History plays a big part in all of this. Europe suffered two world wars, which destroyed an awful lot of houses. After WW1 the State generally led the rebuild. After WW2 it was a more mixed picture – State and cooperative led in the East and a mix of private, State and cooperatives in the West. Housing is seen as part of the country’s infrastructure, rather than a sector pretty much solely for private endeavour. That’s a huge difference from our culture, but the German value is that everyone should have a reasonable quality roof over their head. They don’t have to own it, but rents are very much controlled in favour of the tenant.
Housing cooperatives are a bit like Fonterra; they are regulated by the government and owned by members (who own shares). Some of the members are residents and some of which are not; like Fonterra the non-residents get a nominal dividend but can’t vote. They first appeared in the 19th Century, and still play a major role in providing affordable housing for sale or long-term rent across the country. There are over 2,000 cooperatives in play today, owning over 2 million rental units. Some cooperatives offer other services, like kindergartens for families or nursing for the elderly.

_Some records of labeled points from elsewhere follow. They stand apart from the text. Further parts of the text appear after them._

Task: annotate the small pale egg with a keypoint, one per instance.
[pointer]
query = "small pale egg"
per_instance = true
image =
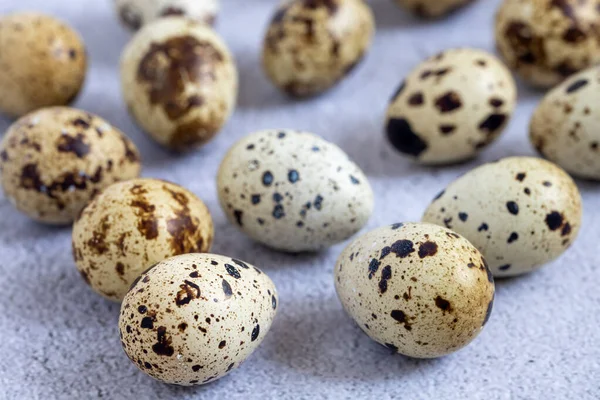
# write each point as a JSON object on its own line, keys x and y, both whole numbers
{"x": 451, "y": 106}
{"x": 43, "y": 63}
{"x": 193, "y": 318}
{"x": 520, "y": 212}
{"x": 293, "y": 191}
{"x": 419, "y": 289}
{"x": 136, "y": 13}
{"x": 311, "y": 45}
{"x": 55, "y": 160}
{"x": 564, "y": 127}
{"x": 545, "y": 41}
{"x": 179, "y": 81}
{"x": 433, "y": 8}
{"x": 134, "y": 224}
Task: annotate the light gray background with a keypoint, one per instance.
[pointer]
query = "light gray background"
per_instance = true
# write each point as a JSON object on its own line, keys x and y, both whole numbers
{"x": 60, "y": 340}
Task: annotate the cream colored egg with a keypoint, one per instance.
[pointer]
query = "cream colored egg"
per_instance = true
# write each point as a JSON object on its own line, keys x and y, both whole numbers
{"x": 134, "y": 224}
{"x": 179, "y": 81}
{"x": 193, "y": 318}
{"x": 311, "y": 46}
{"x": 419, "y": 289}
{"x": 43, "y": 63}
{"x": 136, "y": 13}
{"x": 55, "y": 160}
{"x": 545, "y": 41}
{"x": 433, "y": 8}
{"x": 451, "y": 106}
{"x": 520, "y": 212}
{"x": 293, "y": 191}
{"x": 564, "y": 128}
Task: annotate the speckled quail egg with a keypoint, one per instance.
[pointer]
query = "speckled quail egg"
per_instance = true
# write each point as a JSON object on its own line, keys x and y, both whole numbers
{"x": 55, "y": 160}
{"x": 520, "y": 212}
{"x": 43, "y": 63}
{"x": 311, "y": 45}
{"x": 433, "y": 8}
{"x": 545, "y": 41}
{"x": 419, "y": 289}
{"x": 293, "y": 191}
{"x": 193, "y": 318}
{"x": 451, "y": 106}
{"x": 136, "y": 13}
{"x": 134, "y": 224}
{"x": 564, "y": 127}
{"x": 179, "y": 81}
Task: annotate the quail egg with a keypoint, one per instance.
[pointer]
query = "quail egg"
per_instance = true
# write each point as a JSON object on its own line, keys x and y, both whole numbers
{"x": 564, "y": 127}
{"x": 179, "y": 81}
{"x": 55, "y": 160}
{"x": 134, "y": 224}
{"x": 545, "y": 41}
{"x": 43, "y": 63}
{"x": 451, "y": 106}
{"x": 193, "y": 318}
{"x": 520, "y": 212}
{"x": 419, "y": 289}
{"x": 293, "y": 191}
{"x": 311, "y": 45}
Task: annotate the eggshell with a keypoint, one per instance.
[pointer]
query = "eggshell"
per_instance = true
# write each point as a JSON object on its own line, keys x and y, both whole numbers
{"x": 311, "y": 46}
{"x": 520, "y": 212}
{"x": 134, "y": 224}
{"x": 419, "y": 289}
{"x": 43, "y": 63}
{"x": 545, "y": 41}
{"x": 193, "y": 318}
{"x": 433, "y": 8}
{"x": 136, "y": 13}
{"x": 451, "y": 106}
{"x": 179, "y": 81}
{"x": 293, "y": 191}
{"x": 55, "y": 160}
{"x": 564, "y": 127}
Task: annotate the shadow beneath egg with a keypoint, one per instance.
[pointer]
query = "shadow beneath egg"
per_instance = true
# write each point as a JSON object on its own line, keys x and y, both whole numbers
{"x": 328, "y": 344}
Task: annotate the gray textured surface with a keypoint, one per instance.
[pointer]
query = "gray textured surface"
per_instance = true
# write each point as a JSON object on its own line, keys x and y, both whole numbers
{"x": 59, "y": 340}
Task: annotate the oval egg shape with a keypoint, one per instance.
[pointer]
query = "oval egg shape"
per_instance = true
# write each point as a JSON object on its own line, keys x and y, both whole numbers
{"x": 193, "y": 318}
{"x": 564, "y": 127}
{"x": 179, "y": 81}
{"x": 55, "y": 160}
{"x": 311, "y": 45}
{"x": 293, "y": 191}
{"x": 520, "y": 212}
{"x": 419, "y": 289}
{"x": 451, "y": 106}
{"x": 132, "y": 225}
{"x": 44, "y": 63}
{"x": 545, "y": 41}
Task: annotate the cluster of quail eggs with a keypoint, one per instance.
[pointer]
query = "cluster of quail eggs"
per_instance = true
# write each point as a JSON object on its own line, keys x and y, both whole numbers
{"x": 423, "y": 289}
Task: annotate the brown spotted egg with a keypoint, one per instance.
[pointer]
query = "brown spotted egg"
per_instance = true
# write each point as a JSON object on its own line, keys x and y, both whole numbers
{"x": 564, "y": 127}
{"x": 545, "y": 41}
{"x": 451, "y": 106}
{"x": 43, "y": 63}
{"x": 179, "y": 81}
{"x": 433, "y": 8}
{"x": 193, "y": 318}
{"x": 293, "y": 191}
{"x": 311, "y": 45}
{"x": 55, "y": 160}
{"x": 520, "y": 212}
{"x": 136, "y": 13}
{"x": 134, "y": 224}
{"x": 419, "y": 289}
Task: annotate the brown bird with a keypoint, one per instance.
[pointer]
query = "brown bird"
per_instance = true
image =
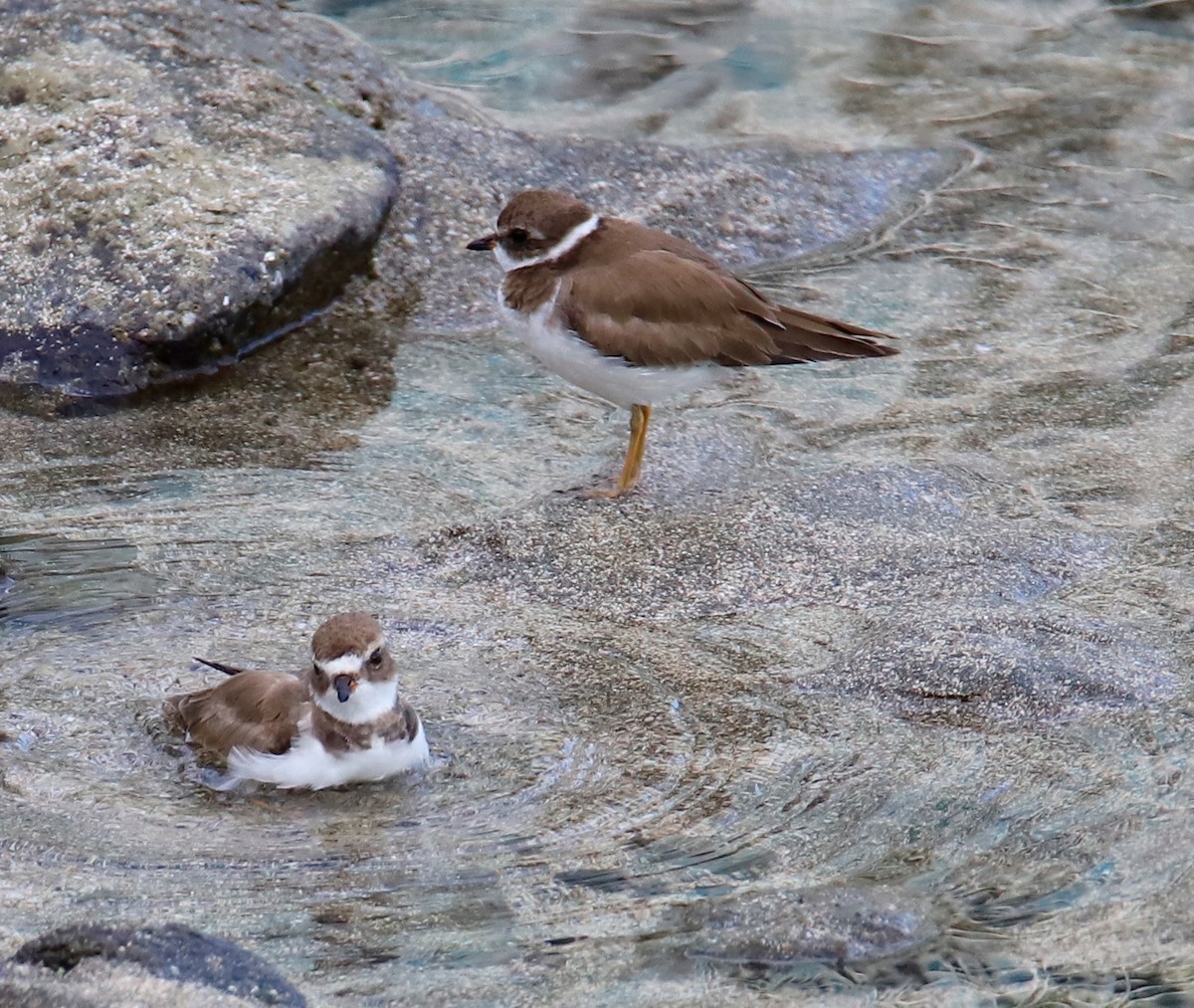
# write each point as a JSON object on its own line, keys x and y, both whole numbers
{"x": 340, "y": 720}
{"x": 639, "y": 316}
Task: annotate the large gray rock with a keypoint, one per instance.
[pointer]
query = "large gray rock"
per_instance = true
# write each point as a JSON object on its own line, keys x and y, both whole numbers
{"x": 178, "y": 954}
{"x": 176, "y": 186}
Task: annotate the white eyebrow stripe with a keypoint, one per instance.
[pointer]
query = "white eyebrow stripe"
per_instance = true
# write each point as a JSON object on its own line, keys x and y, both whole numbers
{"x": 343, "y": 666}
{"x": 562, "y": 248}
{"x": 350, "y": 662}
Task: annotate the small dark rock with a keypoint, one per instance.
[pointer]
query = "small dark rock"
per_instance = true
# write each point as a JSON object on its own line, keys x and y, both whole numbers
{"x": 173, "y": 952}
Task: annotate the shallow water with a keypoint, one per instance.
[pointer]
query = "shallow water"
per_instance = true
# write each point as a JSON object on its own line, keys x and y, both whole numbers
{"x": 881, "y": 685}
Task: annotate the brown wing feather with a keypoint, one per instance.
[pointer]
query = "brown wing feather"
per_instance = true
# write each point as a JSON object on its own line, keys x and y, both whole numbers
{"x": 661, "y": 305}
{"x": 256, "y": 709}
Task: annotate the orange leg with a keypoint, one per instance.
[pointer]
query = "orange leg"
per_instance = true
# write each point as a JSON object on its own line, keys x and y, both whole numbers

Various policy settings have played an enormous role in averting speculation too, covering price controls, taxes and planning.
The German government has a history of getting involved in the market whenever the private sector gets too out of control. After the re-unification in 1989/90 there was a law that controlled rapid house price rises to a maximum of 4%, and any capital gain had to be the result of investment made in improving the property. This policy effectively killed speculation post re-unification.
Current policies are not quite that heavy handed, but they aren’t far off. There are strong regulations that benefit renters and limit the gains that can be made by investors; there are rent controls, and as long as renters pay the rent it is very difficult to evict them. The downside is that rental controls have removed the incentive to build new properties, so the state or region has sometimes had to offer incentives to build where there are shortages.
They have a tax (also known as a stamp duty) of between 3.5%-6% (depending on the region) of the property value every time it changes hands. If there are any capital gains left after that, they can also be taxed! Now this doesn’t mean we should rush out and have a stamp duty and capital gains tax (CGT) – we’ve talked about their problems before. In particular transaction taxes such as stamp duty or CGT are less efficient than recurrent taxes such as the Morgan Foundation’s proposal of a Comprehensive Capital Income Tax.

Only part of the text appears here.